Respondents, however, failed to submit like evidence relative to Water District No. 4. Respondents did not submit a copy of any letter indicating that certified copies of the resolution adopting this water district were sent to the County Clerk (see Town Law § 209-g [1]) or proof that this resolution was actually recorded. In the absence of proof demonstrating that this resolution was recorded thus triggering the 30-day statute of limitations period prescribed by Town Law § 209-g (2), the proceeding should not have been dismissed as untimely with respect to the Yankowskis or Volpe (see Town Law § 209-g [2]). The proceeding is therefore remitted to Supreme Court for consideration of the merits of these petitioners’ claims.

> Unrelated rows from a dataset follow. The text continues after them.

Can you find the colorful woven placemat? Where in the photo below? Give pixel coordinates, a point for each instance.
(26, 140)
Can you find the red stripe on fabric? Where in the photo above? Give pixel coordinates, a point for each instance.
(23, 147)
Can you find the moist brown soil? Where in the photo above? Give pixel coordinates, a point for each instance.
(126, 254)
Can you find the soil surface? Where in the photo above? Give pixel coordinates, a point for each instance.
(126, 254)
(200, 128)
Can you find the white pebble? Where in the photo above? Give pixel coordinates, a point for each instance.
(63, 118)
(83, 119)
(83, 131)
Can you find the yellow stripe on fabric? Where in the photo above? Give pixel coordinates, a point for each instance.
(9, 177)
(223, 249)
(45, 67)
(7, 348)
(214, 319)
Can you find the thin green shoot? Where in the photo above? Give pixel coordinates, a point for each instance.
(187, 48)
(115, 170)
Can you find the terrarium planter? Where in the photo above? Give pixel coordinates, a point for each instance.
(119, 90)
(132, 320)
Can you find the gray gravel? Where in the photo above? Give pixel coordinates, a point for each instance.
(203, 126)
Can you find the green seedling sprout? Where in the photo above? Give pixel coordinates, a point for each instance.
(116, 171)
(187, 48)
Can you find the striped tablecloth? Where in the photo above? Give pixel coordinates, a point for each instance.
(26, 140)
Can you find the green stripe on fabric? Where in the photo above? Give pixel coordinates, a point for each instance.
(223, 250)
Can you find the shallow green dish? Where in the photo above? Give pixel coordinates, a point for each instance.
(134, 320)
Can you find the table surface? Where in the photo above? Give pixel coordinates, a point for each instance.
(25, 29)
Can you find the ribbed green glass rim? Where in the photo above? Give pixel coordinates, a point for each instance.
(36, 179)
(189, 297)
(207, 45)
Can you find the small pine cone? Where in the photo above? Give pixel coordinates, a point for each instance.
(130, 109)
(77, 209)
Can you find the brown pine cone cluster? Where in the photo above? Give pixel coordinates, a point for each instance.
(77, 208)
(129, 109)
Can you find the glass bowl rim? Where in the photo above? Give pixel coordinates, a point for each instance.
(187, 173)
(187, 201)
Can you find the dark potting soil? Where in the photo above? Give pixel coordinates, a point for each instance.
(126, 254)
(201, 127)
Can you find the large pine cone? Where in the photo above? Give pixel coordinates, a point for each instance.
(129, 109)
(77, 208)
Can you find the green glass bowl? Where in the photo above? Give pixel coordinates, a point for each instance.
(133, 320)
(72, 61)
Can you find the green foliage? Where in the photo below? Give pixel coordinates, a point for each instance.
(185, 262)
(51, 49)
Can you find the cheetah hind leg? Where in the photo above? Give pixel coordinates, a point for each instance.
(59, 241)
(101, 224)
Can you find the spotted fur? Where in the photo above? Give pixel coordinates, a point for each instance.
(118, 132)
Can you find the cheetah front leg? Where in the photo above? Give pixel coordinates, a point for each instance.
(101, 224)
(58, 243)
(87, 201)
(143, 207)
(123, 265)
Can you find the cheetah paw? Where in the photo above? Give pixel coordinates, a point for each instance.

Finally, we find that Supreme Court correctly found that all relevant statutory requirements of posting and publication were complied with by respondents (see Town Law § 209-d [1]), we reject any notion that actual notice of the public hearing was required (see Matter of Segal v Town of Thompson, 182 AD2d 1043, 1044-1045 [1992]) and we are further unpersuaded that the answer should have been stricken as a sanction for dilatory conduct.

Cardona, P.J., Peters, Spain and Rose, JJ., concur. Ordered that the judgment is modified, on the law, without costs, by reversing so much thereof as dismissed the proceeding by petitioners Walter Yankowski, Cathy Yankowski, John Volpe and Paula Volpe as untimely; matter remitted to the Supreme Court for further proceedings not inconsistent with this Court’s decision; and, as so modified, affirmed. Ordered that the appeal from the order is dismissed, without costs. 
      
       While petitioners submitted proof in support of their motion to reargue which conclusively established that the resolution creating Water District No. 4 was in fact never recorded, the denial of a motion to reargue is not appeal-able (see Matter of King v Town Council of Coxsackie, 35 AD3d 1120 [2006]; Matter of Hargett v Town of Ticonderoga, 25 AD3d 981, 981 n [2006]) and, therefore, this evidence is not properly before us (see Matter of McKelvey v White, 184 AD2d 834, 835 [1992]; see generally Collazo v Catholic Med. Ctr. of Brooklyn & Queens, 158 AD2d 573, 574 [1990]; Frank & North v Metnick, 157 AD2d 616 [1990], lv denied 76 NY2d 701 [1990]).